Ubiquity and Serialization

In 2006, for the first time since the dot-com heyday, we saw what appeared to be the success of serialized programming online. Whether it was the hipster-focused “The Burg,” “Ask A Ninja,” Ze Frank’s podcast, or Rocketboom, it’s been proven that audiences can be secured, grown, and sustained via effective content distribution and community.

Content has the potential to become more ubiquitous and available than ever before. Original content (think: branded entertainment) created by advertisers and made available (and, of course, promoted) in numerous distribution channels can exponentially increase the number of views that content might receive.

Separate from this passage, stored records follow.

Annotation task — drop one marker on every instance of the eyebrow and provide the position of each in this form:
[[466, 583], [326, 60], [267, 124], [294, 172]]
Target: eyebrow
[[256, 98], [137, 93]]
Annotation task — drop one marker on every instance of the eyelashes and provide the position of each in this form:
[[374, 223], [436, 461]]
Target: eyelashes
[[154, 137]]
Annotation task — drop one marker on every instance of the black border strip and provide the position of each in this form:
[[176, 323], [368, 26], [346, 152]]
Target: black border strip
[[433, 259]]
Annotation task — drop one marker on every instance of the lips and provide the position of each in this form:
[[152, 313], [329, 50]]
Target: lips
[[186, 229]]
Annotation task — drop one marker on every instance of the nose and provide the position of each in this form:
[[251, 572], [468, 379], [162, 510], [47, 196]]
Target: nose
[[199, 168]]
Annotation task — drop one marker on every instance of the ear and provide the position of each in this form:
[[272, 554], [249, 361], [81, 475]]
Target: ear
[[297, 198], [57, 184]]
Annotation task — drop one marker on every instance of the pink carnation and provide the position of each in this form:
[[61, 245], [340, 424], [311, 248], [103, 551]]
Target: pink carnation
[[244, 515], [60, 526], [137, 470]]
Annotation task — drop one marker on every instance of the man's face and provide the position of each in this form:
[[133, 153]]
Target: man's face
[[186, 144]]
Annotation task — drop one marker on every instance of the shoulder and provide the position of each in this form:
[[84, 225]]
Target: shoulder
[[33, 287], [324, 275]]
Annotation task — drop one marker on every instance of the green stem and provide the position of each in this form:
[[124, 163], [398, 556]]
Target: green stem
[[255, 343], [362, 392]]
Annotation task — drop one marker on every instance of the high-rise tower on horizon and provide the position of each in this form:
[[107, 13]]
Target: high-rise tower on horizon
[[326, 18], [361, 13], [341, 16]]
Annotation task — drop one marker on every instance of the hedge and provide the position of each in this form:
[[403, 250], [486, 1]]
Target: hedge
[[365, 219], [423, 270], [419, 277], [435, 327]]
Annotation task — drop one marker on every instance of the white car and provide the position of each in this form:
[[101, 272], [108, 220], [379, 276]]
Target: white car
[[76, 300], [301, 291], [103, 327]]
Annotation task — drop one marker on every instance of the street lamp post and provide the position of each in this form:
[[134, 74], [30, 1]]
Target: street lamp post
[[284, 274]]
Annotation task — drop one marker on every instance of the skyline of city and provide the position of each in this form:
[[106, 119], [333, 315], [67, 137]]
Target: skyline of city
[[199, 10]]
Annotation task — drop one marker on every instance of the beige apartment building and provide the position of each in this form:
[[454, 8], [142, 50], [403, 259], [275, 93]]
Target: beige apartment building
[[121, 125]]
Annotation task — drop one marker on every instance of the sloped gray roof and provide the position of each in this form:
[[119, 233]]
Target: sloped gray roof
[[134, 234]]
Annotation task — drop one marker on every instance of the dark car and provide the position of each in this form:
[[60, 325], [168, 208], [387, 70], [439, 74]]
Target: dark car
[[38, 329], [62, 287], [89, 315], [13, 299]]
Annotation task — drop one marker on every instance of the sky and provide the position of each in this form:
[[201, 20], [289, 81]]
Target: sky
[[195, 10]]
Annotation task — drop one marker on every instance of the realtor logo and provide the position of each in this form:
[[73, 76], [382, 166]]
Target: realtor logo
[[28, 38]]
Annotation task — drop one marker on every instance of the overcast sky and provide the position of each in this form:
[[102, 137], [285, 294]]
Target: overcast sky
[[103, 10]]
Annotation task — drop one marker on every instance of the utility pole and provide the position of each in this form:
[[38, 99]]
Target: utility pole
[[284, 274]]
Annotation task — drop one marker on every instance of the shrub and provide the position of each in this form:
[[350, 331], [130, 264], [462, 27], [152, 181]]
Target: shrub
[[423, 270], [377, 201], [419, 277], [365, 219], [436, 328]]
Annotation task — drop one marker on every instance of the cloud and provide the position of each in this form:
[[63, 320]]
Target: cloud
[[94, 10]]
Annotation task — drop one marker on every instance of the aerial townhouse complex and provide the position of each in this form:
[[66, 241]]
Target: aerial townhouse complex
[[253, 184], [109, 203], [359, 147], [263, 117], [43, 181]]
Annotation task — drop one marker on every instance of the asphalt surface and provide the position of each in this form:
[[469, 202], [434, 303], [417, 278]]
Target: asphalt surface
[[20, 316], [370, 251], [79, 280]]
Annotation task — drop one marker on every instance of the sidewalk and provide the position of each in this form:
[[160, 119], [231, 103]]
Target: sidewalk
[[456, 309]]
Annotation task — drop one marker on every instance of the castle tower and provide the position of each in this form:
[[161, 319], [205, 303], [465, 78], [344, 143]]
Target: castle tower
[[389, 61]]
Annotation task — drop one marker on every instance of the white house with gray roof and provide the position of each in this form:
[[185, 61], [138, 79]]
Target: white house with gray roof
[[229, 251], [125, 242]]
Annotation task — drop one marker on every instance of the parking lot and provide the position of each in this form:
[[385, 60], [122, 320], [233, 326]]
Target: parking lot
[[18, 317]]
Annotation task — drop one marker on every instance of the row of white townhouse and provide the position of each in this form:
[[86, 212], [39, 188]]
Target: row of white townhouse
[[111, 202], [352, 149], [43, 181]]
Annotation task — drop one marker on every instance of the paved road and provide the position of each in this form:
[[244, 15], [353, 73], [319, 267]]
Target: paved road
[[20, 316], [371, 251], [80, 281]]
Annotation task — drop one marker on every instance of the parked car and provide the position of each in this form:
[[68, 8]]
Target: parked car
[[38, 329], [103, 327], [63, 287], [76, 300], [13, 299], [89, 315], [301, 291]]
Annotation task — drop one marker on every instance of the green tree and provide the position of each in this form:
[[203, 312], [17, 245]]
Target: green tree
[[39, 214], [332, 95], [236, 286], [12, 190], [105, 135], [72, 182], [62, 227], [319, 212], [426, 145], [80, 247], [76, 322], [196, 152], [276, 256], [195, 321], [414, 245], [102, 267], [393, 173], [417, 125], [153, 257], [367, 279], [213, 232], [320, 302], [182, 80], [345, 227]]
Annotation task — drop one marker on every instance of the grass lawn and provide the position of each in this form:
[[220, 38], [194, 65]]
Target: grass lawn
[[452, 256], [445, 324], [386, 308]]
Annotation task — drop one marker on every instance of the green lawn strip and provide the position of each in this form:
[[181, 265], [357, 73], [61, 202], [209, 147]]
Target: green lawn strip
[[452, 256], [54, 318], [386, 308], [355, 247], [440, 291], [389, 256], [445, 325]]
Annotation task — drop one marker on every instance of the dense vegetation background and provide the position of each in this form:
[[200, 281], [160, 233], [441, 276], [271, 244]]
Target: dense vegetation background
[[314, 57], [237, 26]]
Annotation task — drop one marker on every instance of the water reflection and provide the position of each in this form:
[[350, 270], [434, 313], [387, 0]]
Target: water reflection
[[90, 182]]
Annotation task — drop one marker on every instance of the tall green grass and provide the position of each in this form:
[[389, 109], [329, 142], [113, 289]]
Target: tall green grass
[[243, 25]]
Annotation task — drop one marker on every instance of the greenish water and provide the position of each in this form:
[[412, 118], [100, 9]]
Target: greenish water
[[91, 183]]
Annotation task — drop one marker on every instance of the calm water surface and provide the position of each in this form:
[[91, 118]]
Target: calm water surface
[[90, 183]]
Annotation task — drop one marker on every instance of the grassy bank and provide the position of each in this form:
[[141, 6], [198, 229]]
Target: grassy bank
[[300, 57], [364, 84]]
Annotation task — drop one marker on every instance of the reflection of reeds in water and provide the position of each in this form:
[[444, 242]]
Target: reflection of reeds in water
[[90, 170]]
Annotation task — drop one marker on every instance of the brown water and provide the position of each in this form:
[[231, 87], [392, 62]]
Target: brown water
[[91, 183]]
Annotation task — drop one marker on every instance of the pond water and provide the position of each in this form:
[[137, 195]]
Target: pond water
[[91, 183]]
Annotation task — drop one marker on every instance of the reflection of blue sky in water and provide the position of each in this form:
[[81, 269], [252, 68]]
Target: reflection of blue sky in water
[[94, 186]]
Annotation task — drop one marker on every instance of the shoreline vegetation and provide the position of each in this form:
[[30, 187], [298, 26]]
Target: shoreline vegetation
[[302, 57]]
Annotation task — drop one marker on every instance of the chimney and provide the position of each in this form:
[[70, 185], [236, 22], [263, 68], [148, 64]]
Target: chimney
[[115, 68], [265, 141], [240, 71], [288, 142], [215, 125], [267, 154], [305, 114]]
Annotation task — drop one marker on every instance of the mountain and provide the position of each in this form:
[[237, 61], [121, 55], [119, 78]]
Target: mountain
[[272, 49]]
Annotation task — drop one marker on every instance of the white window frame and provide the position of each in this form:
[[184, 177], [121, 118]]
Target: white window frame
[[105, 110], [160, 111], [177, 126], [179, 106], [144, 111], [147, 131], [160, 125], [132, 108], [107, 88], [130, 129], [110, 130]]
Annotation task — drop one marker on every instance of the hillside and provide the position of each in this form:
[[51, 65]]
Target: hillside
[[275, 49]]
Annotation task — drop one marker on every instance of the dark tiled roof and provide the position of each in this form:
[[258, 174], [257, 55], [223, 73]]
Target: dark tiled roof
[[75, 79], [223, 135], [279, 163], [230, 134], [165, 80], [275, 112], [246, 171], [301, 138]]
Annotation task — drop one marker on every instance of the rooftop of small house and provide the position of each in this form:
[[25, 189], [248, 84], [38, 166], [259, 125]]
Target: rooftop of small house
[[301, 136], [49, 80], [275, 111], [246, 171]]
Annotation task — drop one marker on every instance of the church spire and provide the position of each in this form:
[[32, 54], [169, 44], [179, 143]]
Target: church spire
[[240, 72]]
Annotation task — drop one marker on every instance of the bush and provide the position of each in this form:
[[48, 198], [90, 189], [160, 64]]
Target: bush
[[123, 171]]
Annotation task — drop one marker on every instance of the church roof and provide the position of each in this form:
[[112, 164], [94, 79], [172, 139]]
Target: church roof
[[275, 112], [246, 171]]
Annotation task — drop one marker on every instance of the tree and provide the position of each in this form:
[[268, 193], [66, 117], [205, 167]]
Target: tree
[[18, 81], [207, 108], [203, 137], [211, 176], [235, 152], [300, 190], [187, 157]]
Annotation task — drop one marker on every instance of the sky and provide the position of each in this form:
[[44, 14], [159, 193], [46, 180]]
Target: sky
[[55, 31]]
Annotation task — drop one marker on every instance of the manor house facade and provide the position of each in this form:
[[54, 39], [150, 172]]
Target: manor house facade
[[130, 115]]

With the right combination of entertaining content, the patience (and strategy) to grow an audience, community features that drive engagement, and distribution and promotion channels to raise its profile, you could have a winner on your hands. But it’s got to be good.

Virtual Worlds

There’s more to virtual worlds than Second Life. MTV.com’s Laguna Beach and many others reach the same audiences. If you’re looking to reach the elusive 18-24 year old demographic, odds are you’ll find them spending real time in other virtual worlds. Familiarize yourself with what’s out there, and be a bigger fish in a smaller pond to your target audience.

Video Ad Networks

It used to be that video ad networks were purely the domain of specialists. Now the world’s largest online ad networks are joining the fray. Advertising.com, ValueClick, and others are now distributing content and selling video inventory. The combined reach of any one of these networks could rival many cable TV networks, and behavioral and other targeting technologies could make them capable of much better targeting.

The Surge of Online-Only Campaigns

In 2007, we’ll likely see more brand advertisers develop campaigns specifically for the Web after seeing mixed results from porting their traditional campaigns or just maintaining consistency. Audiences exhibit different behavior online, even though they are the same people reached via other media. We’ll likely begin to see preliminary results from Ford’s ambitious Bold Moves campaign in the coming months, and it will likely inspire other advertisers to take similar (but less desperate) approaches.

Why wait for that to happen? Original advertising created exclusively for online audiences (with potential to leap into other media) will succeed, either as content or in a more classic commercial format. But commercial formats must break free of the classic :15 or :30 model. An effective message can be delivered in under 10 seconds. Only then will audiences begin to accept the pre-roll (or any-roll, for that matter). On-demand, free media can be ad-supported, and at least one advertiser and publisher will get it right in ’07.

Genuine Internet Celebrity

Stay on top of not only who’s reporting the news online but who’s making it. As soon as amateur content creators are compensated for their content, they become professionals. Don’t miss an opportunity to create a relationship with an influential personality who has street cred and can speak directly to your audience in a voice they already trust.

Reinterpretation

For some time, technology has been making the reinterpretation of both video and audio content much easier to an increasingly more novice consumer group. And it’s going to get easier. As copyright compromises, Creative Commons licenses, and general licensing deals make content easier to find, audiences will have more freedom to reinterpret content.

If your brand can be involved (even associated with a content creator/producer to provide better access), your audience’s creative spirit can be unleashed with an authenticity that can do more than any single commercial could deliver.

These aren’t the predictions folks have come to expect from online gurus. Consider them sage advice. They are the evolution of strategies and opportunities we’ve seen mature in 2006 and are ripe for further exploration. They’re a combination of rewarded success and learned-from mistakes. By delving further into these trends, you’ll reap rewards from not only being first, but being right.